XVI. asrın başlarında Osmanlı devletine dışardan giren malların büyük çoğunluğu henüz Şarktan bilhassa Hindistan'dan geliyordu. Buna mukabil bu ülkeye mal satılmadığından memleketin altın ve gümüşleri devamlı bir şekilde Şarka akmaktaydı. Her ne kadar bunun önüne geçilmesi için Şarktan gelen tüccarların getirdikleri mal yerine yine mal götürmeleri hususunda bazı tedbirler alınmışsa da bunda pek başarılı olunamamıştır. Aynı dönemde batıdan satılmak üzere gelen sanayi eşyası yok denecek kadar azdı buna mukabil Avrupalı tüccarlar Osmanlı ülkesinde hammadde ile hububat ve hayvan gibi gıda maddeleri alıyorlar ve karşılığında altın ve gümüş bırakıyorlardı. XV. yüzyılın sonlarına doğru, Amerika'nın keşfi ve açık deniz ticaretinin gelişmesi sonucu Avrupa'nın gıda ve hammadde ihtiyacı hızla artmaya başladı. Batılı tüccarlar Osmanlı üreticilerine kendi ayağında yerli esnafa nazaran daha yüksek fiyat vermeye başladılar.[15]Bu şartlar esnafı güç duruma soktu ve narh sistemiyle artık mal üretemez duruma geldi.
Osmanlı, merkezi yönetimi güçlendikçe Ahi Birliklerini kontrol altına almaya çalışmıştır. Önceleri birlik yönetimine seçilenlerin hükümet onayından sonra göreve başlamaları sağlanmış, bu şekilde dolaylı bir denetim mekanizması kurulmuştur. Daha sonra bununla da yetinilmeyerek bazı yöneticiler tayinle iş başına getirilmeye başladı. Ahi Birliklerine vurulan ikinci darbe 1587 yılında yayınlanan bir fermanla yeniçeri ve sipahi zümrelerine esnaflık hakkının tanımış olmasıdır.[16]

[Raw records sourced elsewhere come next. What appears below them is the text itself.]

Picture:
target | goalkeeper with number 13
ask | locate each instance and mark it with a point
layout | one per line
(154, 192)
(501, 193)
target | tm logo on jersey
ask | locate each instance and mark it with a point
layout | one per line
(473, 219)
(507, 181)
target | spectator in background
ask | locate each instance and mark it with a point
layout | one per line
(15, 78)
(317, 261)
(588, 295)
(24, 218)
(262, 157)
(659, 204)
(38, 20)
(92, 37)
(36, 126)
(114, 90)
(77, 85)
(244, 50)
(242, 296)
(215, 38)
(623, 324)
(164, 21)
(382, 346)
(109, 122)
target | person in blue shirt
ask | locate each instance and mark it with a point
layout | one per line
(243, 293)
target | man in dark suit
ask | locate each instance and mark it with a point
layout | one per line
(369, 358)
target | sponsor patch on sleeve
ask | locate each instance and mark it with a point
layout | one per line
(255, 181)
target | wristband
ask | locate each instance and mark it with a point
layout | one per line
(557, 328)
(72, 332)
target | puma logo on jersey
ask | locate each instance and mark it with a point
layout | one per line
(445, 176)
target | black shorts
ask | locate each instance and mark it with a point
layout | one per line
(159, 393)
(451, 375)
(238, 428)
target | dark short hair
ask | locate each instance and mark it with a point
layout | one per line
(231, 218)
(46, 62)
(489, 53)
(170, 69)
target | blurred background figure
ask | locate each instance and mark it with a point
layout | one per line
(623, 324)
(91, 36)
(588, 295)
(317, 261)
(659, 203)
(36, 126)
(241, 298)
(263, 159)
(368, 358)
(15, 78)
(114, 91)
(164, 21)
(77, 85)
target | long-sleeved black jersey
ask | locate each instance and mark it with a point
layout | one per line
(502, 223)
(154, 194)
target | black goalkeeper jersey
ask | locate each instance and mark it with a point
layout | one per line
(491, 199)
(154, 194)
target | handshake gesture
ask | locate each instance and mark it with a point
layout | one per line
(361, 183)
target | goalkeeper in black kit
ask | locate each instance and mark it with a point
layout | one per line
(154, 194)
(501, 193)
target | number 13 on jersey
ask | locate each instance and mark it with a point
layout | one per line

İşte bu durumlar esnaflar tarafından hoş karşılanmadı. Ahi birliklerinde bozulmalara sebep oldu ve çözülme süreci başladı. Bundan sonra Lonca Sistemine bir geçiş oldu. Lakin burada sistem tamamen ortadan kalkmamıştır sadece belli değişikliklerle lonca adını almıştır.
2.4. Lonca Sistemi ve Lonca Sitemine Geçiş
Anadolu topraklarından, örgütlenme ihtiyacı duyarak bir araya gelen ve fütüvvet anlayışını benimseyen Ahi Birlikleri, zamanla Osmanlı loncaları şeklinde örgütlenerek meslek örgütleri halini almıştır. Zamanla bir takım farklı özellikler kazanmış olmalarına rağmen, sona erdikleri döneme yaklaşıncaya kadar söz konusu anlayışın özelliklerini sürdürmüşler ve ahiliğin mesleki ve ekonomik yanını devam ettirmişlerdir.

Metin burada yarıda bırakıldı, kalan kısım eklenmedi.